Hoy: ‘Tres mujeres’, de Robert Musil
Tres mujeres (1924), de Robert Musil, son tres relatos que cuentan las historias de tres mujeres infieles: Grigia, la Portuguesa y Tonka. Si bien estas mujeres pueden distinguirse entre sí por sus diversos niveles de sagacidad (don de inteligencia animal que por costumbre se asocia a la palabra zorra), el tono masculinista de las historias parecen manar de una misma fuente que la época –esta época– podría describir como misógina. Hay, de hecho, una escena de “igualdad” que parece dedicada con notable mala fe al feminismo del futuro respecto del momento en que los cuentos fueron escritos. En esa escena, Grigia –protagonista del primer cuento– debe acarrear peso en una excavación de geólogos, agitándose de este modo un punto de vista feminófobo que quiebra una costumbre más o menos duradera en la historia de la división del trabajo: la de concederles a las mujeres el beneficio de desentenderse del esfuerzo físico más intenso. A cambio, le da al hombre la posibilidad de entender la igualdad entre géneros en términos de tortura corporal, como si el derecho se dirimiera mediante un concurso unisex de pesistas.
Pero bajo la su- perficie de la sumisión en la que parecen flotar las mujeres de Musil, existe un magma en plena actividad que se desliza hacia arriba. Es el tedio de la monogamia matrimonial, eso que Héctor Aguer, el sexópata number one de la Argentina especializado en petting, describe casi un siglo más tarde como “edificio” en vías de derrumbe. De modo que hay algo moderno en los problemas de las tres mujeres de Musil. En primer lugar porque el matrimonio, por no decir la inestabilidad emocional que sacude los pactos de parejas, son un problema de origen femenino. Pero también porque Musil le tributa al modernismo la idea de que la literatura también es un problema sin solución en relación con sus aspiraciones de verdad y totalidad narrativa. En las zonas más oscuras y profundas de estos cuentos, Musil se enfrenta al drama de la representación moderna, identificado por la insuficiencia del lenguaje como agente de revelación, ante el cual sólo cabe el beneficio artístico de la duda.
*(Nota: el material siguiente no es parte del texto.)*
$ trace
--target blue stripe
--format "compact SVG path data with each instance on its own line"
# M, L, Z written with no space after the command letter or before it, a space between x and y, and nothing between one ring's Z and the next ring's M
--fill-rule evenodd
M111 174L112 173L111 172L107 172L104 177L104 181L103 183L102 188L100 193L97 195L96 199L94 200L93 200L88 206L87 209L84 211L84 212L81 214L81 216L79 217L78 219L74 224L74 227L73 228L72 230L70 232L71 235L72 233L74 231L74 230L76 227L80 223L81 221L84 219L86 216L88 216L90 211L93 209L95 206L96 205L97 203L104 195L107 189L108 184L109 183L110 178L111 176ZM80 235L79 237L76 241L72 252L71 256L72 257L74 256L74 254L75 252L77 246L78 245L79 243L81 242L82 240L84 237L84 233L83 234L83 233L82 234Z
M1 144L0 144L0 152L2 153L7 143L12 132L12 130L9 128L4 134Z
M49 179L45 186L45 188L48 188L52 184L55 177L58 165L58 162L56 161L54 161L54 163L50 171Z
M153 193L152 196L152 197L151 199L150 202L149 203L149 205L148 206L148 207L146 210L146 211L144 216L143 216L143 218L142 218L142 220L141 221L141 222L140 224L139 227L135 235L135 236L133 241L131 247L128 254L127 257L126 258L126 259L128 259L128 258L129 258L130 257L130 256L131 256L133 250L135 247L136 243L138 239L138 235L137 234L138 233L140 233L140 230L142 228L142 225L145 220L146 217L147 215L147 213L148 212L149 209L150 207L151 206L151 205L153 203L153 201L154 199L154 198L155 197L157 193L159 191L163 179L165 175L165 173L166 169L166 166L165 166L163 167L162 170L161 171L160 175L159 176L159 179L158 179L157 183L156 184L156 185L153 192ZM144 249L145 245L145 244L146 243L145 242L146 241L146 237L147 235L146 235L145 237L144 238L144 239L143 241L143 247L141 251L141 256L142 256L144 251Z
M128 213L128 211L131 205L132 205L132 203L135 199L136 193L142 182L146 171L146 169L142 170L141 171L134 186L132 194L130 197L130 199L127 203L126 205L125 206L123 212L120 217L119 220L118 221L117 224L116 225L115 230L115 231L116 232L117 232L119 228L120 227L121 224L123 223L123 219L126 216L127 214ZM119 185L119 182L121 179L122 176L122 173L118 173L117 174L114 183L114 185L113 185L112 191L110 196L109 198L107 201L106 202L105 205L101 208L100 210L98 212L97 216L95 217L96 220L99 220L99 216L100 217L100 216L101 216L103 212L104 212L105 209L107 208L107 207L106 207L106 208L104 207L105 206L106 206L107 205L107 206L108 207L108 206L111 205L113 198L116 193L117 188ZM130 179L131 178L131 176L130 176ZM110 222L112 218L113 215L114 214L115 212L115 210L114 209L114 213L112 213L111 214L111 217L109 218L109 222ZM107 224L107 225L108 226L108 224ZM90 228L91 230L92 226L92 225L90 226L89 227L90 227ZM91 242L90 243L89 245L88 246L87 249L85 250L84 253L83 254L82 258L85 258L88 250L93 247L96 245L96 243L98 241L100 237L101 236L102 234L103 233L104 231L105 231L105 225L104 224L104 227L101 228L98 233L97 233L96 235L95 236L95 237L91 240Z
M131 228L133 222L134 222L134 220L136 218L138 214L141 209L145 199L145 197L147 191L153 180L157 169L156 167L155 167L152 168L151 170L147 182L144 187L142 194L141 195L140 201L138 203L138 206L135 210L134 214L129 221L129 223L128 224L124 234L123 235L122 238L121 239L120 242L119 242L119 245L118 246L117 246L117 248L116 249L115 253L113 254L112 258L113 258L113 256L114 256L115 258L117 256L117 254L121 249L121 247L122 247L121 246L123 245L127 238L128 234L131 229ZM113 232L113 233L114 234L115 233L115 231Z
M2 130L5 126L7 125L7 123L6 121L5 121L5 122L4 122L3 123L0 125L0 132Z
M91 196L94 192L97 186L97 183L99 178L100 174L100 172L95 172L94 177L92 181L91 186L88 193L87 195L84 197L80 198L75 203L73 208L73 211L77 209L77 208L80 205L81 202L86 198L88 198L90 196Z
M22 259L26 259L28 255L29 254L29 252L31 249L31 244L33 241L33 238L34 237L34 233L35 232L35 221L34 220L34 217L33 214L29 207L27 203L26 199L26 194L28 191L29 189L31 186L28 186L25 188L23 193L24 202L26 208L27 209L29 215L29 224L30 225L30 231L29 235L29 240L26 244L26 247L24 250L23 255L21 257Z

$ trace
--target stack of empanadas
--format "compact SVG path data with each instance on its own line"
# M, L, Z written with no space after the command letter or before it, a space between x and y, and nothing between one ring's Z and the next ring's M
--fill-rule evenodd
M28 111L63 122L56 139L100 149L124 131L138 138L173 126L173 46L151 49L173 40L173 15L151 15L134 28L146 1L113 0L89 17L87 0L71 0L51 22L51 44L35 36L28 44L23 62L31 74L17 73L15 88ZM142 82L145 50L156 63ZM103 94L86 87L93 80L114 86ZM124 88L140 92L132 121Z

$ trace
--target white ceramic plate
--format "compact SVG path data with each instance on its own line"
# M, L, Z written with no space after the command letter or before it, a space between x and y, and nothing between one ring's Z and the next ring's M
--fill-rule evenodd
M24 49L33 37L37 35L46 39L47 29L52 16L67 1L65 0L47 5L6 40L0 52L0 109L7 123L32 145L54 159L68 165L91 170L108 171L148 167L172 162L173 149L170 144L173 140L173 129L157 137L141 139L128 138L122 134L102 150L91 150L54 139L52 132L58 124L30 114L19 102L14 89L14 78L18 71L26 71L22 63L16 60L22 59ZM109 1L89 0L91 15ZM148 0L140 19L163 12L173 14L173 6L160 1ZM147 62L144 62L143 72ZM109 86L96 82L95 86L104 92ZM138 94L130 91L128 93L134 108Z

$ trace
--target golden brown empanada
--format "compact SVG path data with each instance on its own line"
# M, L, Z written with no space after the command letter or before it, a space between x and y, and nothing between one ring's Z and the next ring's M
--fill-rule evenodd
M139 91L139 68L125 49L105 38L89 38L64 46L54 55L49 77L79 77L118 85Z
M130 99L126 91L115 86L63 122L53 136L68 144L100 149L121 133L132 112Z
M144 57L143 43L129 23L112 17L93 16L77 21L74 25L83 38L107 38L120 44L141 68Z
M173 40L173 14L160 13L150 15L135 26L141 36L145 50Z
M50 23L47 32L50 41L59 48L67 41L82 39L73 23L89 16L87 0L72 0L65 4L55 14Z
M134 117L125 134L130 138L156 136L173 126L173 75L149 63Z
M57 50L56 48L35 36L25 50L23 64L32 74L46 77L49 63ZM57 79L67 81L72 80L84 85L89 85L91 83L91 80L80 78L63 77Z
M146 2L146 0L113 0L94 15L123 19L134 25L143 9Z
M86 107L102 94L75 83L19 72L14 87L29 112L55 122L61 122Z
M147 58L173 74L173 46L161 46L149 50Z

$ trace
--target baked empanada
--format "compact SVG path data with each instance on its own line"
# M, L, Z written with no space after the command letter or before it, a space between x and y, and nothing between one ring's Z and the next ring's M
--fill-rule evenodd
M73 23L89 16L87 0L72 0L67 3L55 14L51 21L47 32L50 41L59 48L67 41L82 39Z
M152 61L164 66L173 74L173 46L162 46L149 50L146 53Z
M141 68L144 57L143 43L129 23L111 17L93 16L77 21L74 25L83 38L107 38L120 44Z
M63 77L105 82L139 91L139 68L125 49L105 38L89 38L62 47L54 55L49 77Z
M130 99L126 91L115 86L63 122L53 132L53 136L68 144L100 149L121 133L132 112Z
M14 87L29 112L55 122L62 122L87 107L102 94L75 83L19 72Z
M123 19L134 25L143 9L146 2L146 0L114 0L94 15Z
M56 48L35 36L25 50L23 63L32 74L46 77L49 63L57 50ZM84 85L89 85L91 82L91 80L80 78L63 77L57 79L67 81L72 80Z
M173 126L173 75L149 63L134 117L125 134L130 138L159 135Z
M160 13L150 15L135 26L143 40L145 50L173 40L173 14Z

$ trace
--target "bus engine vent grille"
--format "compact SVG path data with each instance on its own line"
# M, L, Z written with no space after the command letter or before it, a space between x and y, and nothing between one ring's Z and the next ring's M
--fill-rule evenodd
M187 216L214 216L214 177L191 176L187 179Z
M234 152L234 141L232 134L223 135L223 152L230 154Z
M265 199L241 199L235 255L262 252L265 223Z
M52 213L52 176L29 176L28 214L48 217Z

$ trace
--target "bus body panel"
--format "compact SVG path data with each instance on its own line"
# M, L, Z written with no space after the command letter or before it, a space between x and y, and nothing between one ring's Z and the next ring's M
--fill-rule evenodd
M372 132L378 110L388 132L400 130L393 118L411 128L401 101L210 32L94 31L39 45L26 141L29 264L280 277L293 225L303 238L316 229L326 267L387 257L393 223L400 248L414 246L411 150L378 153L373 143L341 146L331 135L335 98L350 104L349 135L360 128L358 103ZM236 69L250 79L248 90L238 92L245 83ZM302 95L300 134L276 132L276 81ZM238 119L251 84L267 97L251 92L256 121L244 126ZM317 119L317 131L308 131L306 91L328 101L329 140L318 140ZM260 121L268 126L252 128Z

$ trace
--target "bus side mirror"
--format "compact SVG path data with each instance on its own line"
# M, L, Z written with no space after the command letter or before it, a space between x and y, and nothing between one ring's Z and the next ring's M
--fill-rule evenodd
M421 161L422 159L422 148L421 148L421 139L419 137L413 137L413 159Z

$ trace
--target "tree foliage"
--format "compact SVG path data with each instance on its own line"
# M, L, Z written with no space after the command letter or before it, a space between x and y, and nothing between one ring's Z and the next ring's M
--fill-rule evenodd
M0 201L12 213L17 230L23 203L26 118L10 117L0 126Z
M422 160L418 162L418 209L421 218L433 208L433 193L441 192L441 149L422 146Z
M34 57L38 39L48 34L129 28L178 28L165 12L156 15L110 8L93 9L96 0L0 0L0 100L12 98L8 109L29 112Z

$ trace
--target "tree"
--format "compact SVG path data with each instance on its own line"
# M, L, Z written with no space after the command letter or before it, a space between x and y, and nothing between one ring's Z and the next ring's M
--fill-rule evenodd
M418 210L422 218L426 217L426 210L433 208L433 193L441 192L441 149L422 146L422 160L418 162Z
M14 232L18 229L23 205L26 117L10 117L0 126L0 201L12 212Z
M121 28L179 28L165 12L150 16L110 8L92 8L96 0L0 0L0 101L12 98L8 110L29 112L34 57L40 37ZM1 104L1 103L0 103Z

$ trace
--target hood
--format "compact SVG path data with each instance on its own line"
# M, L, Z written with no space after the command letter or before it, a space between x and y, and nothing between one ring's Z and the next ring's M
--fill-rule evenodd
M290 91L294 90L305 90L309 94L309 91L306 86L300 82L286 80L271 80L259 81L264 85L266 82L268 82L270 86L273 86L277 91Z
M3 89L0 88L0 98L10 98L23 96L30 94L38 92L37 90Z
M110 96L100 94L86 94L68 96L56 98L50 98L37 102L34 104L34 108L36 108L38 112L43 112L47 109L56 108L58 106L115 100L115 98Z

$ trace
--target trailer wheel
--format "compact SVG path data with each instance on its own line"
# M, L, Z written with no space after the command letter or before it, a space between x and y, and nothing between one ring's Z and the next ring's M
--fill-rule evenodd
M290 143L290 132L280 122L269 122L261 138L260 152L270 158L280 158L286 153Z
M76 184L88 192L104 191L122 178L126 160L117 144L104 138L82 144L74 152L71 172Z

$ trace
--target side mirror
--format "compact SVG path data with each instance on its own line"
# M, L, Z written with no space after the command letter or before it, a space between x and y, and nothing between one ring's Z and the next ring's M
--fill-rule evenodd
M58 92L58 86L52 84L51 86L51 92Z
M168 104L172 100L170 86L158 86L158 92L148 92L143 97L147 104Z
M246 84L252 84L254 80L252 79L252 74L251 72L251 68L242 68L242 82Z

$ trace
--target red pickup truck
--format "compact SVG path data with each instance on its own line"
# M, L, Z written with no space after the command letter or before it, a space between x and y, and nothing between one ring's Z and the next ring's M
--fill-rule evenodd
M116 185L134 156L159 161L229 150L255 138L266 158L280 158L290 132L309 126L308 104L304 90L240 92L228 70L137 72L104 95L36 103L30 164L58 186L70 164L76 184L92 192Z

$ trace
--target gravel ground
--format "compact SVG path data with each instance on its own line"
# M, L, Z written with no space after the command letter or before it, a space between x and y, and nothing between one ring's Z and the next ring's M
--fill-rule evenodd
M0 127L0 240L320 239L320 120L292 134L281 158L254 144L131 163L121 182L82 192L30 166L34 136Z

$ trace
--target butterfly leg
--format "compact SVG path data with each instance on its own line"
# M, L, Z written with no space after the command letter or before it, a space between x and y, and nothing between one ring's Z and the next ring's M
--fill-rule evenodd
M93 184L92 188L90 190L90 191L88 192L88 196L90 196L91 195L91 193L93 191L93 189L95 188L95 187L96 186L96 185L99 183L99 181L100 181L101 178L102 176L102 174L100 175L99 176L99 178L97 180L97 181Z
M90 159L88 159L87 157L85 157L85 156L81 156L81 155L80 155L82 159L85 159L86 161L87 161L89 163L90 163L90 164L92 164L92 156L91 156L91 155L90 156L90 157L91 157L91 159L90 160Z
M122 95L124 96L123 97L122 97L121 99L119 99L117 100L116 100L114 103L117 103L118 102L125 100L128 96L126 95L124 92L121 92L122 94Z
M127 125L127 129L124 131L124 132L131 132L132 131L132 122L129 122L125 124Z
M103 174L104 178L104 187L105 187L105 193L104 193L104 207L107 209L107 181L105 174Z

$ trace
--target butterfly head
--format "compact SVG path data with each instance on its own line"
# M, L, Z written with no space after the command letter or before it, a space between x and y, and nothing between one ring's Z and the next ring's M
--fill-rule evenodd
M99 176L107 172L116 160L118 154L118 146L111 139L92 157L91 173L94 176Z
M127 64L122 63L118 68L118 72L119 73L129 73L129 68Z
El comienzo de Tonka, último relato del libro, intenta contar menos una historia que la situación desesperante de cualquier narrador frente al objeto vibrátil que atrae su lenguaje: “Junto a una valla. Un pájaro cantaba. El sol ya se había escondido allá detrás de los arbustos. El pájaro callaba. Era casi de noche. Las jóvenes se acercaban cantando a través de los cam- pos. ¡Qué detalles! ¿Es meticulosidad cuando estos detalles persiguen a una persona?”. Dos párrafos más abajo, para que no se disipe la idea de que la literatura es el producto de una angustia formal, agrega a modo de “refrigerante” la operación de autoengaño que hace posible el acto de escribir: “¿Pero había sido siempre así? No, se lo había compuesto todo más tarde. Esto era el cuento; ya no sabía distinguirlo de la realidad”. Luego, la historia se diluye en anécdotas mucho menos importantes que el arte que la ilumina.